En 2013, le patron de Facebook Mark Zuckerberg pressent que les performances de l’intelligence artificielle (IA) vont exploser, et que son utilisation deviendra bientôt incontournable pour son entreprise. Pour garder un coup d’avance, il embauche Yann Le Cun, l’un des plus grands experts des techniques d’apprentissage profond, qui ont révolutionné l’IA au cours des dernières années. Au sein de Facebook, le Français crée un laboratoire de recherche fondamentale d’où sortiront des innovations majeures. Professeur à la New York University, lauréat du prestigieux prix Turing en 2019, Yann Le Cun publie aujourd’hui Quand la machine apprend. La révolution des neurones artificiels et de l’apprentissage profond (Editions Odile Jacob).

Si, d’ici la fin de ma carrière, nous parvenons à créer une machine qui égale l’intelligence d’un rat, ce sera une énorme réussite.

TRENDS-TENDANCES. Vous commencez votre livre avec une évocation de ” 2001, odyssée de l’espace “, un film plutôt angoissant sur l’avenir de l’homme et de la machine.

YANN LE CUN. Pas si sombre que ça, en fait. Le film pose une question essentielle, celle de l’alignement de valeurs. Si nous créons un jour des machines intelligentes autonomes – ce que l’on ne sait pas faire à l’heure actuelle – il faudra que leurs objectifs et leurs valeurs soient alignés avec les valeurs humaines. Ce n’est pas le cas de HAL, l’intelligence artificielle de 2001, odyssée de l’espace. Certains pensent que ce problème d’alignement de valeurs sera très difficile à résoudre. Ce n’est pas mon cas. Nous sommes habitués à établir des normes pour corriger le comportement des humains ou des entreprises. Nous faisons cela depuis des millénaires. Demain, nous le ferons aussi pour les machines.

A quoi sert l’intelligence artificielle ?

A la recherche et au filtrage de contenus sur Internet, à la traduction, à la classification de texte, à la reconnaissance d’images… L’intelligence artificielle (IA) équipe des systèmes d’assistance à la conduite, qui freinent la voiture si un piéton surgit : cela réduit le nombre de collisions de 40 %, c’est énorme ! L’IA sauve des vies. Des applications très prometteuses se développent en médecine, notamment en radiographie : détection de cancers du sein dans les mammographies, de tumeurs dans les IRM, etc. En dermatologie et en rhumatologie, cela fonctionne très bien aussi. L’industrie du médicament planche également sur le sujet. En science des matériaux, on peut aussi espérer des développements. Comme l’électricité, le moteur à vapeur ou l’ordinateur, l’intelligence artificielle va pénétrer tous les recoins de l’économie et changer la manière de travailler, dans toutes les industries. Les économistes qualifient l’IA de ” technologie à usage général “. Comme pour l’informatique, cela va prendre une dizaine ou une quinzaine d’années, le temps que les gens apprennent à s’en servir.

Vos travaux de recherche portent sur les réseaux neuronaux. En quoi cette technologie a-t-elle révolutionné l’IA ?

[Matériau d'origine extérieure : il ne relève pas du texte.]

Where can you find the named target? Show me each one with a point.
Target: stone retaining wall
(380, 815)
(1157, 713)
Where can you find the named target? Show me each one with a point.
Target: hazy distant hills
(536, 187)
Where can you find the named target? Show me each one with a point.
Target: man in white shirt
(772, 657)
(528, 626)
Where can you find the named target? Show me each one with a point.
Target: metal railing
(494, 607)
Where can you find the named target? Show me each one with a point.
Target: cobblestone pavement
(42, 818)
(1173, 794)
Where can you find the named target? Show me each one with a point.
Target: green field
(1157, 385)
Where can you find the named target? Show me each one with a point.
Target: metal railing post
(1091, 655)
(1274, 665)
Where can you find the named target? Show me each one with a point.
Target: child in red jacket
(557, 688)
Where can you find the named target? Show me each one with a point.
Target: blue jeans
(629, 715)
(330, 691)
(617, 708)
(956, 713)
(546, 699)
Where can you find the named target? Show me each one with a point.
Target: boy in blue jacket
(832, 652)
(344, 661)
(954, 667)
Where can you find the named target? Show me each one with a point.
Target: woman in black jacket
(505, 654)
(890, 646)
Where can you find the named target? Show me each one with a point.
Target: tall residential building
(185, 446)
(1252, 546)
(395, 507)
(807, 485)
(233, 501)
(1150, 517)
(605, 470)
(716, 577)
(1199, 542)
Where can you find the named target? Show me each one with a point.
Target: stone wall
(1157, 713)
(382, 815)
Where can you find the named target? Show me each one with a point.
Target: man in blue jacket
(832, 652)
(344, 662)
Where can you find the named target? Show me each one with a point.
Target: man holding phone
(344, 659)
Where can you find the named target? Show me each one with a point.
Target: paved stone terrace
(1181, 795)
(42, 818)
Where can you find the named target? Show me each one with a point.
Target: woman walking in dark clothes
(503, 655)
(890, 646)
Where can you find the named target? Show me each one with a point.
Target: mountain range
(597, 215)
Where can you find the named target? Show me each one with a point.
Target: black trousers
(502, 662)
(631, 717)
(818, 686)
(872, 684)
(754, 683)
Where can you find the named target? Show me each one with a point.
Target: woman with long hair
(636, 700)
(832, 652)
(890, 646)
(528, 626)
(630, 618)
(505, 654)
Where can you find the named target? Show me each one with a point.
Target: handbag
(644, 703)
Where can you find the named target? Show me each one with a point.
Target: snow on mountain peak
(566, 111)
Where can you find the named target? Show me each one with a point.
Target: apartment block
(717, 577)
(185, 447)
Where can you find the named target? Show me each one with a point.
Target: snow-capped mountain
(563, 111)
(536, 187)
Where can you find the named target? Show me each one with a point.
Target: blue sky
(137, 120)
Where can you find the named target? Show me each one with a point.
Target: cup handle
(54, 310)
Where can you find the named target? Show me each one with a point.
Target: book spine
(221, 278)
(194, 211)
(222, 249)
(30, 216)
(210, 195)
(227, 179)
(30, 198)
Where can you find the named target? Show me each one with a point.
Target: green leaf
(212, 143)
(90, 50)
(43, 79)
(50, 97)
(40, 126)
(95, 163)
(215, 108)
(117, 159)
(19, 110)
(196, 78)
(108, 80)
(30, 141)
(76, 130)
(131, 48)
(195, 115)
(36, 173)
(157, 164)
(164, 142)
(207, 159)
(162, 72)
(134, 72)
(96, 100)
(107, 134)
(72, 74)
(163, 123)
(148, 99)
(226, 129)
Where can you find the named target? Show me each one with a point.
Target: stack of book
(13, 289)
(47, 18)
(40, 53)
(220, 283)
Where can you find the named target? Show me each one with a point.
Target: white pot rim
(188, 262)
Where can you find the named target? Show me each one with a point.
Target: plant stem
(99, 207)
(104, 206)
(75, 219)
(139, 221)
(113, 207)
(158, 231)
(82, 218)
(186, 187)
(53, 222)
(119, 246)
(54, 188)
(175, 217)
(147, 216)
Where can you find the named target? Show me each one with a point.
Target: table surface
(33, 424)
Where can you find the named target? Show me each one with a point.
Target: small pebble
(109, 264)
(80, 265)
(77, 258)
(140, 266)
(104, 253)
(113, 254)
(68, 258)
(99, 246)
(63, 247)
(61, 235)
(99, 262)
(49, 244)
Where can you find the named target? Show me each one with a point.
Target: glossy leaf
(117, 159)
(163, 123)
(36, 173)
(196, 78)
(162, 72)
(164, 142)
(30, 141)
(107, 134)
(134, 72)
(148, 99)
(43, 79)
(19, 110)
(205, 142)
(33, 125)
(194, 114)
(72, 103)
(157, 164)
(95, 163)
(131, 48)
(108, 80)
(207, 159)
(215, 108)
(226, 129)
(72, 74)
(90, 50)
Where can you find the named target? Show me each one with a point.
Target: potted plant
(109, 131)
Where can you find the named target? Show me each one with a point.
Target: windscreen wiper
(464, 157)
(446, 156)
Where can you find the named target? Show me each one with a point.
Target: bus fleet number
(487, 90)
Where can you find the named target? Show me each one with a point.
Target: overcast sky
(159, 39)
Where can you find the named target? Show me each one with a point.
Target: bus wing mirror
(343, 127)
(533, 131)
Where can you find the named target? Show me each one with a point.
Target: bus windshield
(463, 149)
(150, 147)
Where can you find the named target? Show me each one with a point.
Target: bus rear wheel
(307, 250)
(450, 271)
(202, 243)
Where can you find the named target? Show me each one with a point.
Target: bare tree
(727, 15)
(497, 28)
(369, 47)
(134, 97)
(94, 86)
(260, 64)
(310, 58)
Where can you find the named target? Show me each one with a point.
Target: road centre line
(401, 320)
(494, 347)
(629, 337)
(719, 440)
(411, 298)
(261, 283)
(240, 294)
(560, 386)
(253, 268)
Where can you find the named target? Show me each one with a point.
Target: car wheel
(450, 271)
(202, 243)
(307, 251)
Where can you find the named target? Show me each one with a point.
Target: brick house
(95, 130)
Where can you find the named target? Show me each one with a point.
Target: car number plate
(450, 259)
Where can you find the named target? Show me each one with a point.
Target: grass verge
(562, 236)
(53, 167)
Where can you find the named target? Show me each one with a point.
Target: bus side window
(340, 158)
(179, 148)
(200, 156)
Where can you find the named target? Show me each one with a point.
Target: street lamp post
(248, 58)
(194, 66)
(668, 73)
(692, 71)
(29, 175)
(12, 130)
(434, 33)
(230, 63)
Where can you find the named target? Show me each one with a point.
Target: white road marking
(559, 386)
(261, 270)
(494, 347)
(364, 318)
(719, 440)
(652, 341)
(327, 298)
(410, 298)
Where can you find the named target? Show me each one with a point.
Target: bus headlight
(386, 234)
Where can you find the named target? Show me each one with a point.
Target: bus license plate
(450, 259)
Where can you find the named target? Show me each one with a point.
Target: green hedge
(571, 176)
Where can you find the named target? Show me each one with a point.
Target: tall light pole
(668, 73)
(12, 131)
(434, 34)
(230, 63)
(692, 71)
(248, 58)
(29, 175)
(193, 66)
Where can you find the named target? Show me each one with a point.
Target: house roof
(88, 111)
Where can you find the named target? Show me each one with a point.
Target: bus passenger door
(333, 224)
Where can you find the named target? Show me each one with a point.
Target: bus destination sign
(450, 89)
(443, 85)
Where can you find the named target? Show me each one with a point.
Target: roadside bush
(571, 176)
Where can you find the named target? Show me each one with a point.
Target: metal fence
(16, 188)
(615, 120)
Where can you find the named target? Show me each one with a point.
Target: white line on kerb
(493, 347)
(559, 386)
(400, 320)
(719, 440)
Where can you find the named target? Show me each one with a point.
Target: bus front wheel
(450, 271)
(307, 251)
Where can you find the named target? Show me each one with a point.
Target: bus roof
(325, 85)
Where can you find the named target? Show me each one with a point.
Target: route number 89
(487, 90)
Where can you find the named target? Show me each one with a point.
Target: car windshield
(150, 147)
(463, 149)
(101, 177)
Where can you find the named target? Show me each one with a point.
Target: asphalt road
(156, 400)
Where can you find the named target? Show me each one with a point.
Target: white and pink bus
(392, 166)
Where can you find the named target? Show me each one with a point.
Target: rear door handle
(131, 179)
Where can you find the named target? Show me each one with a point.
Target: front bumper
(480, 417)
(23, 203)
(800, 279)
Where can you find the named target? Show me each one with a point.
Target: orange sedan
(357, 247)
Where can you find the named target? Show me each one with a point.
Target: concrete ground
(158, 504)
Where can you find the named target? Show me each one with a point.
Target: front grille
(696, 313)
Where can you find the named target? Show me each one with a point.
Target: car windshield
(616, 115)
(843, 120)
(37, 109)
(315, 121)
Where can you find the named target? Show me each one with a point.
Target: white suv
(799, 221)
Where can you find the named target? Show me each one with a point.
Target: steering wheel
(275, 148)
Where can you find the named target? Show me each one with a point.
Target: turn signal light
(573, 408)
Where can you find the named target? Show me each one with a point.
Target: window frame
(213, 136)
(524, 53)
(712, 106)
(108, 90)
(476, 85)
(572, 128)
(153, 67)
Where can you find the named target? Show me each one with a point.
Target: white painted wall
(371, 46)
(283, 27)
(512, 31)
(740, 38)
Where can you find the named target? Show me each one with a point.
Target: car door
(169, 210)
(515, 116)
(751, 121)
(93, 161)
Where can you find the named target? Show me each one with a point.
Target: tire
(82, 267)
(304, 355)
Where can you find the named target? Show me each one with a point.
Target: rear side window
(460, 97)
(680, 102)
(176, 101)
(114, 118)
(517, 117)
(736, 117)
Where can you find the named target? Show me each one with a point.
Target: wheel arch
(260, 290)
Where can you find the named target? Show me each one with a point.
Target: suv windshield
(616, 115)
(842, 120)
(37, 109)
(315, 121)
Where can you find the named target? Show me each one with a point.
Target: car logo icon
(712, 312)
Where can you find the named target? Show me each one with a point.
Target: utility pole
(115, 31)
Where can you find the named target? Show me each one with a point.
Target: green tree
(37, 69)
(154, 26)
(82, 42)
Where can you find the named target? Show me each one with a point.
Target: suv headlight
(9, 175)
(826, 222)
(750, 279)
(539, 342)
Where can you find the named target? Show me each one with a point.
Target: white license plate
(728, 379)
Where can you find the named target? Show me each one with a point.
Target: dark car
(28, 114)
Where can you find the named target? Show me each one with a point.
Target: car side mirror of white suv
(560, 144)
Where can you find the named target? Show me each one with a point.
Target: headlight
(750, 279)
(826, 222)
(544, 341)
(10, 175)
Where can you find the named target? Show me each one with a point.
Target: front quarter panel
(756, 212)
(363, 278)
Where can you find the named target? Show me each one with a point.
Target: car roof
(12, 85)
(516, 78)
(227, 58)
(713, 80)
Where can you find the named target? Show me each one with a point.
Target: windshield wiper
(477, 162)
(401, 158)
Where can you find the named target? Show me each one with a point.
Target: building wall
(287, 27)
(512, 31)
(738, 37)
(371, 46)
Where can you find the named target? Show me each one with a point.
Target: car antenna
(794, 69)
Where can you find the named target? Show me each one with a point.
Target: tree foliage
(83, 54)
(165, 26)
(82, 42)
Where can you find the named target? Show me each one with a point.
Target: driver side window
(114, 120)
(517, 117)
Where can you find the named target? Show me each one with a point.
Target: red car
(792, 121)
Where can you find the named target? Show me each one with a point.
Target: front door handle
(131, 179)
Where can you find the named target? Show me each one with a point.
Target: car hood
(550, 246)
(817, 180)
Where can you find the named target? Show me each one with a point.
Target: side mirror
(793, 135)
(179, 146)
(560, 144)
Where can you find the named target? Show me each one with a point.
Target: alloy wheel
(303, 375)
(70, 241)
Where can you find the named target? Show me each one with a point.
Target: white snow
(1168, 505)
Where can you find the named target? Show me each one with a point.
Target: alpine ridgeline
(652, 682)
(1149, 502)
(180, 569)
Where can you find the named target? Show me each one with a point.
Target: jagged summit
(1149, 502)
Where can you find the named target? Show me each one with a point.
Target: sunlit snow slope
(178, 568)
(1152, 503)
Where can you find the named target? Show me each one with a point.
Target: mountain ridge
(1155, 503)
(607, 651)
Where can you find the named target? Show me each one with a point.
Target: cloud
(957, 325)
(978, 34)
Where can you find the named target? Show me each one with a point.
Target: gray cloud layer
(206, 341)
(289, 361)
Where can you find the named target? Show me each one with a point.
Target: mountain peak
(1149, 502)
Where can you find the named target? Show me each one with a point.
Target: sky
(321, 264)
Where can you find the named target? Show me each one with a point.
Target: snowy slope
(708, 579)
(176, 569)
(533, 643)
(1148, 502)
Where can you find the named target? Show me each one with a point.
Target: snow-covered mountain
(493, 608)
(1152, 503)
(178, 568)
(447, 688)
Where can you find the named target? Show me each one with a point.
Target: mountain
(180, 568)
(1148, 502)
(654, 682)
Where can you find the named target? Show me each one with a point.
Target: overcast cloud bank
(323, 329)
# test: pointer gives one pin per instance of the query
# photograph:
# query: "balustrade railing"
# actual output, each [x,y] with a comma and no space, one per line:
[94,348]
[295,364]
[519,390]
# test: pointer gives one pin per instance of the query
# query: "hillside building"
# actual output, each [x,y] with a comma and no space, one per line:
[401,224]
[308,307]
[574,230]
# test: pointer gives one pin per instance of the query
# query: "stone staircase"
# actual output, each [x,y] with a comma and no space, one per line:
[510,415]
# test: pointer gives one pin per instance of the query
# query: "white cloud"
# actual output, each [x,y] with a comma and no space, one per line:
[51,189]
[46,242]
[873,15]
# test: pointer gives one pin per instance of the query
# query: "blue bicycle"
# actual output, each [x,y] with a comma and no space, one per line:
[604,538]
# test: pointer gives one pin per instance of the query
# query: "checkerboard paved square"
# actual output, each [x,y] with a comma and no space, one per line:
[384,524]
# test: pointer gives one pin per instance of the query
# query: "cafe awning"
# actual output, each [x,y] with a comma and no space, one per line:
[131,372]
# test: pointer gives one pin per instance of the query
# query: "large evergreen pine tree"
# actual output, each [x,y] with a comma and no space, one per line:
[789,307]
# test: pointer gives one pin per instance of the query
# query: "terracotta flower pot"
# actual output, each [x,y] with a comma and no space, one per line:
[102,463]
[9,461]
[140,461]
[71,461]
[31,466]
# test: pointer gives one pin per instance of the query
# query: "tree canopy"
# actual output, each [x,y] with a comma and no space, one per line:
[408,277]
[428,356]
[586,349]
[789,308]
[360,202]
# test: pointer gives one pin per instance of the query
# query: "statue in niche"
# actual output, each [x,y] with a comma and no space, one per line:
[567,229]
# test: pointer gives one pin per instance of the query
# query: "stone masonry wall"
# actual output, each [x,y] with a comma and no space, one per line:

Les architectures particulières des réseaux de neurones, qui servent à des applications telles que la reconnaissance d’image, la traduction de langues ou la reconnaissance de la parole, se basent sur ce que l’on appelle les réseaux convolutifs, qui sont un peu mon invention. Ces systèmes, qui datent de la fin des années 1980, ont eu du mal à s’imposer jusqu’au début des années 2010, parce qu’ils étaient très gourmands en données d’entraînement et en capacité de calcul. L’explosion de la production de bases de données énormes dans notre environnement numérique, combinée à la multiplication d’ordinateurs dotés d’une puissance de calcul importante à un prix raisonnable, ont permis à la technologie des réseaux de neurones d’enfin émerger.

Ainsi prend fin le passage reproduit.